Vincent Seff, from a chair at the far right of the first row, looked entertained by his own entertainment. He sat slouched forward, knees crossed, elbow on them, chin in palm, eyes up-gazing. A flush was on his rather anaemic skin. Occasionally his cheeks twitched in an odd, carefully controlled smirk. He nodded, now and then, as if well pleased.
John, glancing toward the shopman, saw the tip of his tongue appear and wipe both lips. About Seff, too, he wondered.
From the wings, Mrs. Hutton watched all—the play, the “house,” the man who had conceived and perpetrated the coup and the newspaper reporters upon whom he depended to give it city-wide circulation. She, however, did not wonder about Seff. Only too well she understood why he was off guard at the moment, showing tendencies which, ordinarily, his policy would have concealed.
She did not wonder, no. But she feared for him as much as, with a reaction that crushed the fear, she hotly, contemptuously resented him. As she studied the look fixed upon the girl whom he had chosen at first glance from a room full of attractive applicants, almost did she hate him. The chains of the hideous relationship which shackled together him and her seemed to clank as she turned from his unconscious pantomime to that which he had foreplanned.
The playlet proceeded.
The model trailed her bath robe to the door of the tiled room, there to throw it off and disappear within. Presumedly she plunged into her tub. At any rate, her next appearance, although fleeting, enhanced that impression. Just a glimpse of her was caught, as the maid pushed wider the door to supply a bath towel, but a glimpse that brought gasps from the audience sharp as though they, too, had taken a cold plunge.
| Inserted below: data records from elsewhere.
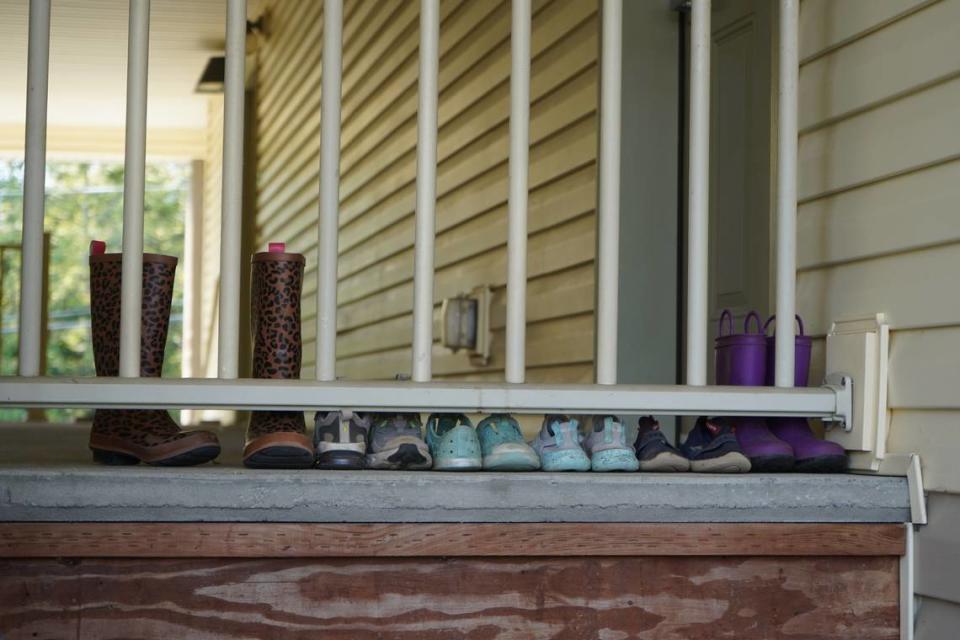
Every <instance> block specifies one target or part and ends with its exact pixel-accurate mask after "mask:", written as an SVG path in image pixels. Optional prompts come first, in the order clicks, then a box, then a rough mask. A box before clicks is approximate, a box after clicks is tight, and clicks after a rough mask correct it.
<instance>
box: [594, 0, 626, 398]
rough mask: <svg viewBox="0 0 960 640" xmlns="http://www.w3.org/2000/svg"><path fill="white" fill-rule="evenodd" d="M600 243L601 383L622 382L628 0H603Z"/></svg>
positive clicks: (600, 152)
mask: <svg viewBox="0 0 960 640" xmlns="http://www.w3.org/2000/svg"><path fill="white" fill-rule="evenodd" d="M602 20H603V25H602V34H601V39H602V43H601V55H600V168H599V183H600V184H599V203H598V204H599V212H598V223H599V231H598V242H597V329H596V331H597V336H596V343H597V365H596V367H597V372H596V373H597V383H598V384H616V382H617V304H618V295H619V291H618V289H619V273H620V91H621V77H620V72H621V64H622V60H621V57H622V49H623V47H622V32H621V29H622V22H623V0H604V1H603V15H602Z"/></svg>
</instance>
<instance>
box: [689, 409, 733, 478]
mask: <svg viewBox="0 0 960 640" xmlns="http://www.w3.org/2000/svg"><path fill="white" fill-rule="evenodd" d="M680 451H682V452H683V455H685V456H686V457H687V459H688V460H690V470H691V471H694V472H697V473H746V472H747V471H750V460H748V459H747V456H745V455H743V452H742V451H741V450H740V445H739V444H738V443H737V437H736V436H735V435H733V429H732V428H731V427H730V423H729V422H728V421H727V419H726V418H700V419H699V420H697V424H696V426H694V428H693V429H691V431H690V433H689V434H687V439H686V440H685V441H684V443H683V444H682V445H681V446H680Z"/></svg>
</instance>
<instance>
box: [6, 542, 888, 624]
mask: <svg viewBox="0 0 960 640" xmlns="http://www.w3.org/2000/svg"><path fill="white" fill-rule="evenodd" d="M0 576H3V577H0V620H2V625H3V631H4V632H5V634H6V637H7V638H8V640H12V639H13V638H30V637H51V636H53V637H77V638H79V637H83V638H106V637H111V638H113V637H137V638H170V637H190V638H276V637H284V638H317V637H322V638H324V639H350V640H357V639H368V638H369V639H374V638H379V639H382V638H391V639H417V640H424V639H426V640H431V639H437V640H439V639H441V638H442V639H448V638H471V639H494V638H504V639H519V638H556V639H565V640H572V639H579V638H591V639H593V638H637V637H639V638H686V639H693V640H695V639H707V638H711V639H712V638H720V637H730V638H740V639H742V640H753V639H763V640H776V639H780V638H791V639H794V640H814V639H821V638H828V637H830V638H834V637H843V638H852V639H861V638H862V639H870V640H885V639H892V638H896V637H898V634H899V607H898V604H897V597H898V582H897V561H896V559H894V558H833V559H823V558H778V559H758V558H620V559H616V560H612V559H603V558H593V557H590V558H549V559H518V558H513V559H496V560H490V559H487V560H482V559H453V560H431V561H423V560H419V559H418V560H365V561H356V560H354V561H348V560H328V561H312V562H302V561H294V560H245V561H244V560H239V561H237V560H219V561H215V560H206V561H204V560H199V561H198V560H192V559H191V560H122V561H119V560H112V561H110V560H84V561H81V562H78V563H76V564H73V563H71V564H63V563H58V562H56V561H51V560H46V561H42V560H33V561H15V562H4V563H0ZM318 634H320V635H318Z"/></svg>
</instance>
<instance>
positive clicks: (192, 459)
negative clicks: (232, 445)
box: [90, 431, 220, 467]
With hair twisted in a Grecian knot atop her head, she showed for the brief moment before the door was closed, garbed only in the flimsiest of silken undervests. By comparison she looked amply clad when, some seconds later, she reëntered the bedroom, stockinged, slippered and girdled, her outer garment a confection of the chemise persuasion which laid claim to modesty only in its blush hue. The length lack of this costume was remedied by the maid. After a chase whose obvious object was further to show the cut and texture of the display, the woman succeeded in noosing the head of her charge with a hemstitched petticoat.
Upon the door sounded a knock of that portentiousness met only on the stage. In effective dismay, the manikin paused front stage, the spotlight obligingly following her example. The maid, moved by belated prudery, scurried to a closet, from which, after a search whose duration would not have recommended her either for system or dispatch, she emerged with a negligee that matched the morning set. This she draped about her young mistress and stood off to admire with a deliberation accented by repetitions of the portentious knock.
When the door at last was opened, expectation of the unusual was gainsaid by the man-servant who laid several ribbon-bedizened boxes upon the couch and departed. Mistress and maid became animated by curiosity. The parcels were undone and their contents examined—a dozen sets of lingerie only less lovely than the one worn by the model in that they were less attractively displayed.
These still lay about the room on chairs, tables and bed when, at entertainment’s end, Vincent Seff himself appeared before the footlights. His face was noticeably flushed, his voice thicker than before in his invitation that all ascend the stage and personally inspect the shipment from Lorraine.